Question to pspeed about his bit stream class

zissis · May 2, 2016, 10:34pm

Grid cells? Here’s the code:

public static final String GAME_NAME = “Test”;

public final static int VERSION = 1;

private static final int gridSize = 5000;

public static final int TCP_PORT = 8080;

public static final int UDP_PORT = 8080;

public final static ObjectStateProtocol OBJECT_STATE_PROTOCOL = new ObjectStateProtocol(8, 64, new Vec3Bits(-200, gridSize + 200, 16), new QuatBits(12));

public static final ZoneGrid ZONE_GRID = new ZoneGrid(gridSize, gridSize, gridSize);

public static final Vec3i ZONE_RADIUS = new Vec3i(3, 3, 3);

pspeed · May 2, 2016, 11:05pm

Cells of the zone grid.

Two things here. 1) if your max bbox ‘radius’ is 100 then +/-200 is a lot bigger than you require… but no big deal. Your grid size is pretty huge anyway.
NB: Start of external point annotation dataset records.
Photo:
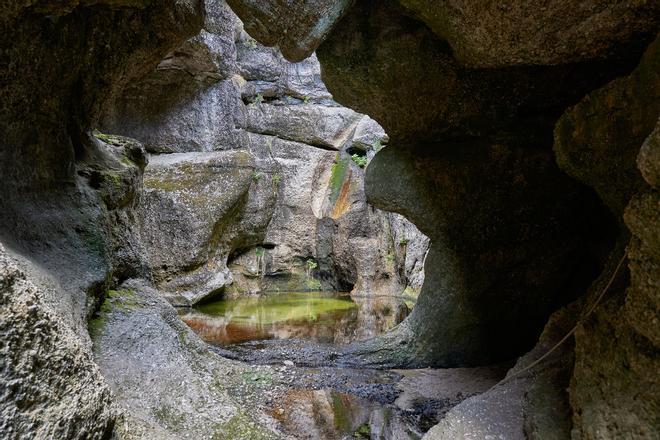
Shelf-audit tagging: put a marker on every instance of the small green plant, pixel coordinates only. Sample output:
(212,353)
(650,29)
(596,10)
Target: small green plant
(250,43)
(310,266)
(361,161)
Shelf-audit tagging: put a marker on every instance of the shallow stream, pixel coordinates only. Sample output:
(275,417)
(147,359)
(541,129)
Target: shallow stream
(294,338)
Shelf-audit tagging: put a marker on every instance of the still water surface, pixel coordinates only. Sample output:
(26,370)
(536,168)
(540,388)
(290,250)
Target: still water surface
(318,316)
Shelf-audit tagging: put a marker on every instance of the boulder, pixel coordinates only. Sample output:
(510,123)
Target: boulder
(191,204)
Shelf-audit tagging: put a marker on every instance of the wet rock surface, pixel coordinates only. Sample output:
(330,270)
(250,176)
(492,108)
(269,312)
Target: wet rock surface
(469,94)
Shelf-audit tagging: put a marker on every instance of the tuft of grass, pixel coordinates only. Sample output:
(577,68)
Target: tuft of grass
(361,161)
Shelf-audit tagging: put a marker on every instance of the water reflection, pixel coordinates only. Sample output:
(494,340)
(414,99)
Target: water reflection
(319,316)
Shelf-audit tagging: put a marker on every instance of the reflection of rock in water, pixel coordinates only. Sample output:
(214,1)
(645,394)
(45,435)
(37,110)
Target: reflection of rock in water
(376,314)
(324,414)
(318,317)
because if the huge size of your grid, 16 bits is probably not enough to accurately represent position. At least not down to sub-millimeter. I guess you get 7 cm accuracy. (5000 / 2^16)

zissis · May 3, 2016, 12:05am

my smallest spatial radius is .001 units and largest spatial radius is about 100 units … camera near frustum is .01 so with interpolation in place and the fact that ships don’t just wiz by since it’s a true scale space game, 16 bits is actually to much but going down to 7 bits is a negligible bandwidth difference.

Speaking of bandwidth, I did a test with 250 entities in a scene … first with all of them moving and rotating and then with all of them standing still and the bandwidth between both is not much different. I would have expected a huge drop if they are standing still.

pspeed · May 3, 2016, 12:09am

Not sure why it didn’t drop off or how you measured it. Note that messages will go out periodically regardless of size.

zissis · May 3, 2016, 12:20am

1000 entities stationary = 1.6 megabits/second
1000 entities all moving and rotating = 2.1 megabits/second

I would have expected that you send almost no data for stationary entities.

pspeed · May 3, 2016, 1:27am

the two IDs and a few bits to signify nothing else is coming.

I think there is a reason I have to send some message even for no change but I don’t remember what it is. However, no parent, position, or rotation will be sent in that case.

Edit: and I also would have expected the different to be much greater.

Edit 2: I can’t make the numbers work either way… how many frames per second are you calling beginUpdate/endUpdate on the server?

zissis · May 3, 2016, 2:09am

250 entities all moving and rotating send on each physics tick (60 ticks per second)

250 entities stationary send on each physics tick (60 ticks per second)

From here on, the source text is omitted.